The sun lowered in the sky as the laboring craft was swept along by the river. They were going in the right direction, but staying afloat was their main worry. No relief appeared in sight as the fiery, heavenly sphere sank below the treetops.

Suddenly the scream of a steam whistle tore the evening’s hush asunder, and the tall form of a paddlewheeler came snorting around the bend behind them. At sight of the strange craft that lay in its path, the steamer repeated its whistle. The white-winged curl of wake beneath the prow faded as the huge wheels slowed, and the small, bale-protected cannon atop the promenade deck was quickly manned. The ship closed cautiously, the barest of ripples showing in her wake.

Cole snatched off his blue jacket and waved it above his head. Any ship this far south on the river had to be Union. A man left the pilothouse and, raising a long telescope toward them, scanned the tiny craft carefully. Cole slipped the blouse back on as he bade Alaina and Saul to quickly pull the yellow
flags from the hearse. The packet gave up its caution and was soon nudging against the barge.

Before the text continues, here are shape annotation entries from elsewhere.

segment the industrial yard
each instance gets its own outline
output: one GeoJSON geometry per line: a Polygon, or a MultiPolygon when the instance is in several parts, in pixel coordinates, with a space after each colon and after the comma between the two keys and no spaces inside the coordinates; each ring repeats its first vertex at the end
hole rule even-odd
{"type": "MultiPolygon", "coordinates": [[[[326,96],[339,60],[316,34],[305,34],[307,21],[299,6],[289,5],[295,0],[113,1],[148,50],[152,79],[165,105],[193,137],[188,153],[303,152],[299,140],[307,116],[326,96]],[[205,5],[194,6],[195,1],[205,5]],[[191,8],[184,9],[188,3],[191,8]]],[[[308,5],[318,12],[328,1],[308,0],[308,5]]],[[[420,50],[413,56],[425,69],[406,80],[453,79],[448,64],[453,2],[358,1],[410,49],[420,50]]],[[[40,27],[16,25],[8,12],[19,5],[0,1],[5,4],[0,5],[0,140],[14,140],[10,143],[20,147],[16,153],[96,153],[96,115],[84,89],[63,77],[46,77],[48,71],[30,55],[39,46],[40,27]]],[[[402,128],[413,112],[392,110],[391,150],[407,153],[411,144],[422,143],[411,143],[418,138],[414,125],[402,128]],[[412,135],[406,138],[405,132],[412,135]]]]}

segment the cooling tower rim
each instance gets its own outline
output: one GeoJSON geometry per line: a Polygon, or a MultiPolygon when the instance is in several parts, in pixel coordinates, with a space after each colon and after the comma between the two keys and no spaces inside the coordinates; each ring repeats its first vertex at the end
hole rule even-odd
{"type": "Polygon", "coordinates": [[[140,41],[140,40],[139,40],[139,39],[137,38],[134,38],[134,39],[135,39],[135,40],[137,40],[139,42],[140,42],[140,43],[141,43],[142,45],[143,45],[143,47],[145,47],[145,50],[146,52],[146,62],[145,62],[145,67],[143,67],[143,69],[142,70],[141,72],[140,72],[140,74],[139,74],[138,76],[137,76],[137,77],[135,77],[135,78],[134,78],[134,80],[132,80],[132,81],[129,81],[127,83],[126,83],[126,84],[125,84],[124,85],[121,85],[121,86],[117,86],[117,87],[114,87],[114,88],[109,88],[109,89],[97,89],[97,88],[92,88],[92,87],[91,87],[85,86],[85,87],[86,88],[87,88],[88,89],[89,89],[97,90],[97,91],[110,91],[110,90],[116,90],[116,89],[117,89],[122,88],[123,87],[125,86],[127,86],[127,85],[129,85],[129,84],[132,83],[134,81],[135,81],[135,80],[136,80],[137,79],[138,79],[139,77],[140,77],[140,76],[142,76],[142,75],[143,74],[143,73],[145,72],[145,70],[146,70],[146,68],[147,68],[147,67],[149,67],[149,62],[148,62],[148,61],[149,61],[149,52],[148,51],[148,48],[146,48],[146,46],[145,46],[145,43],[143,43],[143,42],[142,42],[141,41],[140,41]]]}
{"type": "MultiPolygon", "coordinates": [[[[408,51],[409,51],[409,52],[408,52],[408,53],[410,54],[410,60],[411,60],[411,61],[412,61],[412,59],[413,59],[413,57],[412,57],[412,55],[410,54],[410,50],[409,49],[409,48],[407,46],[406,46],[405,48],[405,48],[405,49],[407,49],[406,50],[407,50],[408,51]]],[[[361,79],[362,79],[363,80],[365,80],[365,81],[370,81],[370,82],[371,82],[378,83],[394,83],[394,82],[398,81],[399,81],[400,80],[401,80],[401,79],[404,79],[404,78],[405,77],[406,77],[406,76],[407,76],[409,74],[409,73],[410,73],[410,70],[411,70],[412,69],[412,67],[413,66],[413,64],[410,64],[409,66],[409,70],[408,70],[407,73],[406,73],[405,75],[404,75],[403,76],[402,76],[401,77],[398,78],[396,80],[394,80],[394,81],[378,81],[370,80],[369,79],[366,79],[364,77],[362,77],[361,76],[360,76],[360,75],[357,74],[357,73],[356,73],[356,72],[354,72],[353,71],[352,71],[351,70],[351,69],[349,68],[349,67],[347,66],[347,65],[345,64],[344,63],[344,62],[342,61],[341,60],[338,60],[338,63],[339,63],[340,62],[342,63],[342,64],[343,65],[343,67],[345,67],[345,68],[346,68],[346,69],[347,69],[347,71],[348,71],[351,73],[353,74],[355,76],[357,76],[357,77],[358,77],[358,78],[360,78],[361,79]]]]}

The exertion of battling the sinking craft and signaling the steamer had cost Cole much of his strength. He leaned weakly against the railing until he was helped aboard the larger vessel. The horses were hoisted over, but the sinking ferry with its black hearse was cut free and left to meet its end in whatever manner fate decreed.

The packet was bearing wounded to the New Orleans hospital, and after a brief examination of his injury, Cole was established in a vacant cabin. None of the officers aboard could see any reason not to grant his request and allow his companions to join him since the steamer would be docking in the morning. After all, the officers were told, the pair had saved his life.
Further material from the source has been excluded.